Ivan Borisovich Tvyordyshev and his son-in-law and companion Ivan Semyonovich Myasnikov, relying on the provisions of the Collegium of Mining of 1719–1734 and taking advantage of the fact that the Magnetic Mountain is not registered as the property of anyone, became the first official claimants to the ore reserves of the mountain. Their "humble request" was to have the ore deposit secured for them "for all eternity".

On October 27, 1752, the Chancery of the Orenburg Governorate issued a document granting Tverdyshev and Myasnikov the right to mine ores and build factories on the Avzyan and Tirlyan rivers. Ore from the Magnetic Mountain was brought here, to the future Beloretsk Iron and Steel Works.

On November 30, 1753, by the order of the governor of Orenburg I. I. Neplyuev, the commander of the engineering corps Fyodor Menz assigned three places on the Atach mountain to Tverdyshev.
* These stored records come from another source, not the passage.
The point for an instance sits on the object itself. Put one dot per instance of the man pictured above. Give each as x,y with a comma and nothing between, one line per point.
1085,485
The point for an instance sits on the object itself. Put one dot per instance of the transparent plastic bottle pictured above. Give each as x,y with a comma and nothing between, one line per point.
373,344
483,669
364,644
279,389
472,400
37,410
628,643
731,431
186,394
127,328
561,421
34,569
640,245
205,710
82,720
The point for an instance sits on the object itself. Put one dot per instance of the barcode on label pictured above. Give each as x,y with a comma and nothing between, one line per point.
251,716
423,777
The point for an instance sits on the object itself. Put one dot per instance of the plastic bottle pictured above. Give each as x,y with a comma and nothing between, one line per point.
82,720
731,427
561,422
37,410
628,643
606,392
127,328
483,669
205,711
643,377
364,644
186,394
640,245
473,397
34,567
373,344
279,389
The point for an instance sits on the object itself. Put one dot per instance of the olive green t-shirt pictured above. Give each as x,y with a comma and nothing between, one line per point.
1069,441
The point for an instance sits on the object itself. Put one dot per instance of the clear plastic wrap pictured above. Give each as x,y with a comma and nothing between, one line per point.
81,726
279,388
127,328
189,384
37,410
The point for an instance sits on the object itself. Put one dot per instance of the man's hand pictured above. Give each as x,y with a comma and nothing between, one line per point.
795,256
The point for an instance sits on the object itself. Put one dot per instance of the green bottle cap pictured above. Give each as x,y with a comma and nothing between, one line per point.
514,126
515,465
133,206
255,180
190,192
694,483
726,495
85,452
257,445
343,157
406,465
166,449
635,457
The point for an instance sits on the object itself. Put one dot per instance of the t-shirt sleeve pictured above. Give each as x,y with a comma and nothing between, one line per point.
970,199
Surveyors of the Orenburg province under the direction of the ensign I. D. Krasilnikov made a geographical map of the province, on which the Magnetic Fortress was marked.
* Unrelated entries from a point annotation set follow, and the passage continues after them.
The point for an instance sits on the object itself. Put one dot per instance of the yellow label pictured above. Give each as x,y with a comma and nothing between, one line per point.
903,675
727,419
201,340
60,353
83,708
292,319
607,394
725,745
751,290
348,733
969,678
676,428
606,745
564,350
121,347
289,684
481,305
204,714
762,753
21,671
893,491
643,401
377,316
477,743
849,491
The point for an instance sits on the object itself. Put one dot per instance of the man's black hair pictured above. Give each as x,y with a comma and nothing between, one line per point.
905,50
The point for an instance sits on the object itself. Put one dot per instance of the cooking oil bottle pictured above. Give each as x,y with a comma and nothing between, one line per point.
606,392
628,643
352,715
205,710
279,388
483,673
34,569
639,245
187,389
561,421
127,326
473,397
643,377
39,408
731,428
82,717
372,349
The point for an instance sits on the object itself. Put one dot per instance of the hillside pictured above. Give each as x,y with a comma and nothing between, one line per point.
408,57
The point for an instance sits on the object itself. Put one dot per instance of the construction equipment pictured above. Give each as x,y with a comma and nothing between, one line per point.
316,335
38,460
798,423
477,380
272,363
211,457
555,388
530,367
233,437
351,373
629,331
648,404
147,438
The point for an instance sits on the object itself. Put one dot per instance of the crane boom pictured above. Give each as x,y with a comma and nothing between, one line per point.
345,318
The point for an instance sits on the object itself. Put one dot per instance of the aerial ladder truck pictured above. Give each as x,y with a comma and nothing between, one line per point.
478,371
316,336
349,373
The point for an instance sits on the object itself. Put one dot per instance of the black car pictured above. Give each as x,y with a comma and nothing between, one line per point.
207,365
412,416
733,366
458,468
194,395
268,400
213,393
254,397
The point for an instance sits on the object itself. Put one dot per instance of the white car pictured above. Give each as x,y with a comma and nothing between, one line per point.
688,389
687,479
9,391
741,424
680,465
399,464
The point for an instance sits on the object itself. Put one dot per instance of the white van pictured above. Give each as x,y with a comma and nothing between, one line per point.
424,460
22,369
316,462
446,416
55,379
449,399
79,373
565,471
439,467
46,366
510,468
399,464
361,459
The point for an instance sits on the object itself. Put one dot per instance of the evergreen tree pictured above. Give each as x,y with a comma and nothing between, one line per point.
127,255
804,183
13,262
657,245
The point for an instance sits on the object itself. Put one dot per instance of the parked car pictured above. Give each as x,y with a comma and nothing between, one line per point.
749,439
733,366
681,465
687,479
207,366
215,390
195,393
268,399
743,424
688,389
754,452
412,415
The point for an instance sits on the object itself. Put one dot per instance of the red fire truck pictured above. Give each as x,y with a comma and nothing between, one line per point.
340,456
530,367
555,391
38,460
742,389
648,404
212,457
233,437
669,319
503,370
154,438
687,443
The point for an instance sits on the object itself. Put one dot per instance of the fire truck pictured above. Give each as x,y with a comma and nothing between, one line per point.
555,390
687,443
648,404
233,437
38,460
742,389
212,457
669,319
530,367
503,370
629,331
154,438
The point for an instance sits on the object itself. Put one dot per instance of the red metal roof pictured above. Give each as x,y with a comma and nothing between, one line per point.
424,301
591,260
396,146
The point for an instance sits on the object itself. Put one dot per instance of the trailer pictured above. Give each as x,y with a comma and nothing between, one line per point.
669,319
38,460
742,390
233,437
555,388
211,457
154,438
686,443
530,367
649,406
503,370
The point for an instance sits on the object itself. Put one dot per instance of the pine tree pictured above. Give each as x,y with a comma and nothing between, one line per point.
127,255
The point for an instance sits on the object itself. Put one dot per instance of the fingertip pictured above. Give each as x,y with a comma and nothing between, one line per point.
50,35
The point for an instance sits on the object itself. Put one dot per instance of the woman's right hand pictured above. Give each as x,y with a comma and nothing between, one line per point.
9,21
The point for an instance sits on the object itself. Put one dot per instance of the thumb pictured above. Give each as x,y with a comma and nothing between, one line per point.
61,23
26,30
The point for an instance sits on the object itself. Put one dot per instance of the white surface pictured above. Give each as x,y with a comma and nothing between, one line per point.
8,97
In 1759 the first import of ore from the Magnetic Mountain for the Beloretsk plant, built on the Tirlyan River, began. In the summer the ore was collected on the surface and piled up in heaps, in the winter it was exported by a sledge route through the Verkhneyaitskaya fortress (now Verkhneuralsk).

== Memory ==
On May 15, 1971, the monument "40th Anniversary of the Mine" was opened on the summit of Magnetic (Uzyanka) Mountain to commemorate the 40th anniversary of the day when the first ton of ore (450 million tons) was extracted from the Magnitogorsk mine. A real artifact forms part of this monument: the bucket of the excavator with a block of Magnitogorsk ore is placed on a high rectangular pedestal welded from sheet iron. On the front side of the pedestal the plaque was reinforced, now it is missing. On the back of the pedestal there is an inscription: 40 years 1971. At the base of the monument there are two blocks of iron ore.